Oleh: Cak Bas (Pegiat Budaya Mojokerto)
SUMPAH Pemuda, sesuai dangan yang terikrarkan pada Konggres ke 2 tanggal 27 – 28 oktober 1928 di Batavia adalah momentum leburnya ego kedaerahan yg sangat parsial, untuk dan demi satu tujuan besar.
Sumpah pemuda adalah embrio kelahiran pejuang pejuang dari unsur pemuda yang lebih progresif, tidak sektarian dan mampu mengintegrasikan bermacam macam kelompok, daerah, bahasa daerah, untuk menjadi satu tujuan, tanah air, Bangsa dan Bahasa Indonesia.
Orang bebas berpendapat . Termasuk saya, dimana integrasi pemuda pada 1928 bisa dan boleh dimaknai betsinggungan dengan UU otonomi daerah saat ini. Kalau konteks UU otonomi daerah hanya untuk memuaskan syahwat politik sekelompok pencoleng, ada baiknya kita kembali meninjau apa sesungguhnya sumpah pemuda, serta yang melatar belakangi.
Sumpah pemuda, berupaya menyatukan isu-isu kedaerahan.
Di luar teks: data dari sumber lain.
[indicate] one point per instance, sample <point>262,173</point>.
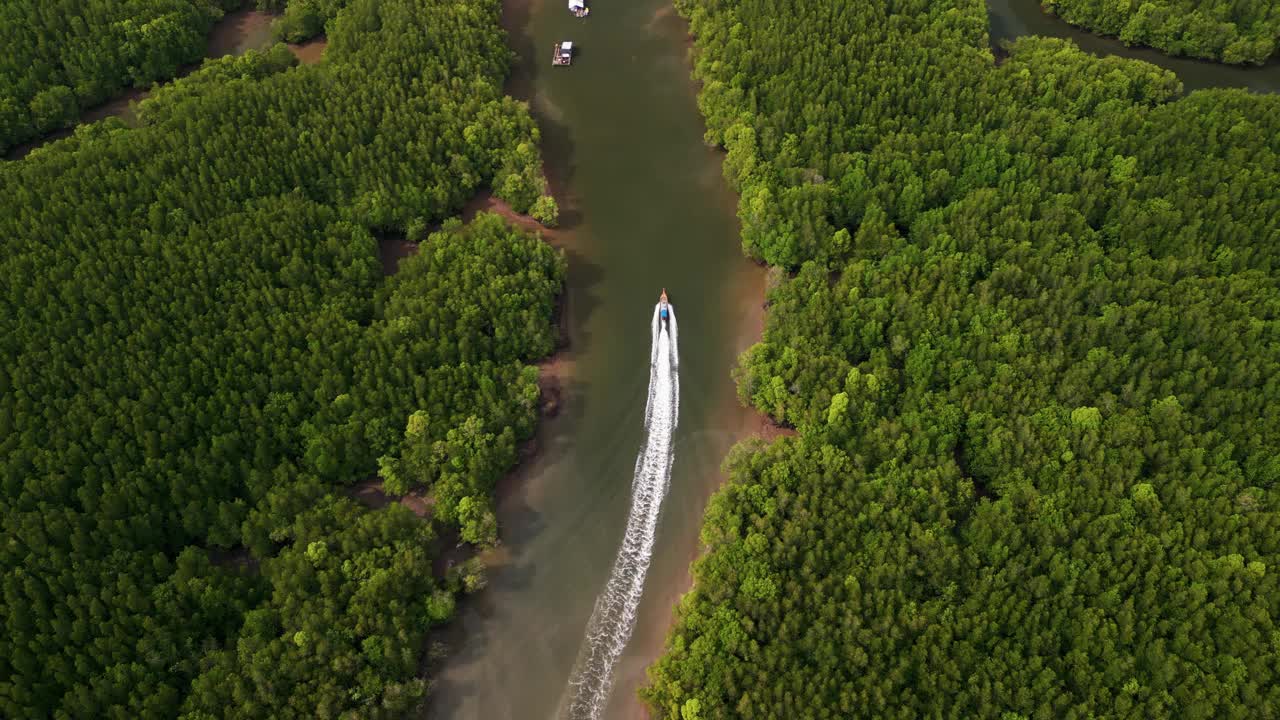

Saya pikir
Undang – Undang (UU) Otonomi Daerah justru sebaliknya. Akibatnya seperti akhir-akhir ini dimana Komisi Pemberantasan Korupsi (KPK) jadi sibuk mengurus ‘buah’ otonomi daerah.
Jadi, jangan wariskan ‘Abu’ Sumpah Pemuda kepada generasi penerus. Tapi, wariskan ‘Api’ Sumpah Pemuda kepada mereka. Api sebagai pertanda penuh semangat yang terus menggelora.
Sebab, menurut saya, UU Otoda tak lebih hanya sekadar abu yang banyak menimbulkan masalah. (*)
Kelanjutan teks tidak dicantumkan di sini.